This was an interesting class for me because I have been struggling with the sacred space that gymnastics seems to hold in the PE curriculum. Since the beginning of our course I have been wondering about whether gymnastics should feature so prominently in PE education. My concern is that gymnastics is not really an activity that many people continue to engage in, after leaving school. I think that in terms of preparing children to be physically active adults , it is important that we expose them to sports and activities that they can continue to enjoy when they are adults.
I can see that gymnastics is a good way to teach fundamental movement skills but I wonder if the same skills could be taught just as easily with activities like dance and yoga, which don’t have the same age and equipment limitations that gymnastics does. I considered this with my own daughter and I have steered her into dance classes instead of gymnastics, because I that a passion and some competence with dance will serve her better in the long term.
All that being said, I had forgotten how fun gymnastics is until our class last week. There is something about gymnastics that seems perfectly suited to the temperament of elementary school aged children. And while few people go on to be professional gymnasts, class last week reminded me that gymnastics skills, such as cartwheels, round offs and handstands, do stay with you your whole life and can provide a lot of fun, even if only while mucking around at the beach or in the park.

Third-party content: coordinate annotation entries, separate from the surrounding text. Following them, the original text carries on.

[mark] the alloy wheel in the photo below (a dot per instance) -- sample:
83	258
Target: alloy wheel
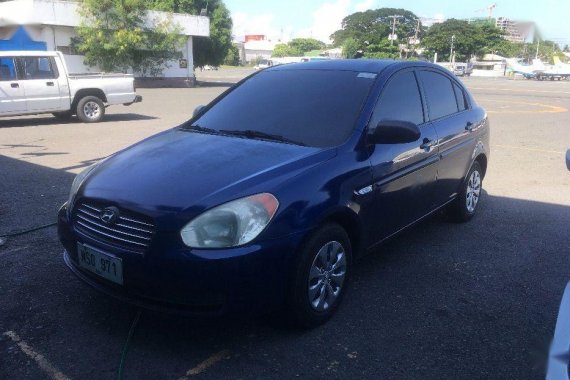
326	276
473	191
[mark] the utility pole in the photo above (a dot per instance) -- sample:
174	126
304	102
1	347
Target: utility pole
393	35
451	50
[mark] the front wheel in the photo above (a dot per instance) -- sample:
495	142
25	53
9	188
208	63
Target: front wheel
90	109
467	202
321	276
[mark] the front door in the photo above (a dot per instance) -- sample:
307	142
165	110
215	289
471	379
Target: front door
41	86
404	175
12	98
453	121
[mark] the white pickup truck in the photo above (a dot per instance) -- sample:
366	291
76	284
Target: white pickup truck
33	82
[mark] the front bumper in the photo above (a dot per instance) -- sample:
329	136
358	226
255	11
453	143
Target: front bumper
138	99
170	278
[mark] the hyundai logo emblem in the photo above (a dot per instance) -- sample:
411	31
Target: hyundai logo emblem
109	215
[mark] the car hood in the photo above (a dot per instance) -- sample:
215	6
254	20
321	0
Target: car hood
176	170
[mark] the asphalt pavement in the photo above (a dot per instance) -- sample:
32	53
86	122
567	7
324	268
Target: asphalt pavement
441	301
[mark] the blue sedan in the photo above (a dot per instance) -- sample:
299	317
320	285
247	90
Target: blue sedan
263	199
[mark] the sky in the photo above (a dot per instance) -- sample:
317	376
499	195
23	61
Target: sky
288	19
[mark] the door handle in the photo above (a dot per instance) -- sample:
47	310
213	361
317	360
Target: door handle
427	144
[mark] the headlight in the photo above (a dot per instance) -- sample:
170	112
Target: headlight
231	224
77	183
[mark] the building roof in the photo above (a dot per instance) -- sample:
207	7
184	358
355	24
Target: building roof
64	13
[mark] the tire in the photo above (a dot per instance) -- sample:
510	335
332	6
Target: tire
65	115
310	304
465	206
90	109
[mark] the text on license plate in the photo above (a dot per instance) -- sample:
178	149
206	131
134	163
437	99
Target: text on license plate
100	263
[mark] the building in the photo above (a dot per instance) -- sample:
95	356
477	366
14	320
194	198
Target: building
50	25
257	46
516	31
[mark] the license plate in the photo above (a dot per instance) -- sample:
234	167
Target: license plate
100	263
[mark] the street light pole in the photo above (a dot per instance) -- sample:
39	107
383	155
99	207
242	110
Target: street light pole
393	28
451	50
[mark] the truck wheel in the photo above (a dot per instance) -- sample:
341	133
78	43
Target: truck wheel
65	115
90	109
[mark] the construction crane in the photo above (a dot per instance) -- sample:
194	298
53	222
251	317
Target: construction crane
489	9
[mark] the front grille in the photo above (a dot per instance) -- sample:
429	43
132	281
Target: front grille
130	231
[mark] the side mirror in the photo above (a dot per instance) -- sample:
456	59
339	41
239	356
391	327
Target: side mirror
395	132
198	110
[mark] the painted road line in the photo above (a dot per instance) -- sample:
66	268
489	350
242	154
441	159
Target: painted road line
518	90
529	149
41	361
547	108
206	364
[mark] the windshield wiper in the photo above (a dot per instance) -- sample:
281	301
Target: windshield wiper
251	134
197	128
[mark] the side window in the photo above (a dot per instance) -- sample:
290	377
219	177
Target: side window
7	69
400	100
440	95
460	96
38	68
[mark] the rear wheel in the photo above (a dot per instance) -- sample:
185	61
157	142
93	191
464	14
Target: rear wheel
90	109
467	202
320	278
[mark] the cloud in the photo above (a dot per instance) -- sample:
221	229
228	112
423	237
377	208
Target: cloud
365	5
327	18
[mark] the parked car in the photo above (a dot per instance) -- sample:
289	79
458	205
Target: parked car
462	69
263	199
34	82
263	64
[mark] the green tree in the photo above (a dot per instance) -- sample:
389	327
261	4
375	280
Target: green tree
232	58
349	48
304	45
297	47
284	50
211	50
382	50
471	39
113	35
374	25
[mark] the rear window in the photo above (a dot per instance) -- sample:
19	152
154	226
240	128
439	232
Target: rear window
440	95
460	96
7	69
38	68
314	107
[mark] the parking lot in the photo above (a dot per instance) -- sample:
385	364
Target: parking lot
441	301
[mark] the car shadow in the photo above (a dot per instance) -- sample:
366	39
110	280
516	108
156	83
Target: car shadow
441	300
27	121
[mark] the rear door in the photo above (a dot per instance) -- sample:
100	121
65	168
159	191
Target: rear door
450	115
12	98
41	87
404	174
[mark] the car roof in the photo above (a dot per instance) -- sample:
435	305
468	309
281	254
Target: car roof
360	65
27	53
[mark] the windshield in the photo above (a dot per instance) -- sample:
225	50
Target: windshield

This was felt like an important week as we got to consider what kind of focus we might want to use in teaching P.E. I thought the idea of teaching social and emotional literacy through P.E. was interesting. It reminds me a little of all the team building activities we used to do with children at the summer camp where I worked. I was always surprised at how well those activities worked. Even an activity as simple as having the group balance on a bench, and work together to trade places with each other without falling off, always seem to bring out a group’s best cooperative spirit.
While I was on my practicum last week, my SA told me that so far this year, she has only done cooperative, team building exercises with her group. Since it’s an IB school, its especially important that the students can work together, because they spend so much of their day in group working. I think that so often we think of PE in terms of sports, individual athletes and competion. It’s easy to forget that it can be a great space for teaching a group how to cooperate and succeed together.
I think the most important element of physical literacy is that being physically literate means you can participate in, and hopefully enjoy, a wide range of physical activities. Although there are definitely specific literacies for different sports and activities, having a set of basic skills is the first step. I think our focus with PE in schools should be preparing students for a life of physical activity. For this reason it is so important that students get to gain skills in a wide variety of relevant activities. I know, as far as my PE education is concerned, that nothing in class prepared me for the physical activities I now enjoy. For my daughter I hope that her PE classes are much more relevant to her life. Currently she’s doing gymnastics in her kindergarden PE class, and while she loves it, I don’t really understand the sacred position gymnastics holds in the PE curriculum. As far as I know, very, very few people go on to enjoy gymnastics as their sport of choice after leaving school. I recognize that there are many transferable skills in gymnastics but why not learn the same skills with dance or yoga, which are much more popular with adults?
I had mainly negative experiences in P.E. We concentrated mostly on traditional ball sports, which I had no prior practice with, so wasn’t very good at. Also “team captains” were allowed to pick their teams, in a kind of twisted popularity contest, so it was always socially ackward. I always maintained that I hated P.E. and I skipped class a lot.
Despite my experience with P.E., I discovered, towards the end of high school, that I love being active, and I started dragon boating and hiking. These activities turned my life around in a lot of ways. It could have easily gone the other way for me though, and I could have spent my whole life being really intimidated by physical activity, all based on being miserable in gym class!
I don’t really have any fears about teaching P.E., partly because I’ve been teaching yoga for a long time. Also I think sharing things you love with children is generally pretty fun. Some of my best conversations with my daughter are when we are hiking, and it was a proud day when she got her first pair of rock climbing shoes. I’m really hopeful that she will have a much better P.E. experience than I had.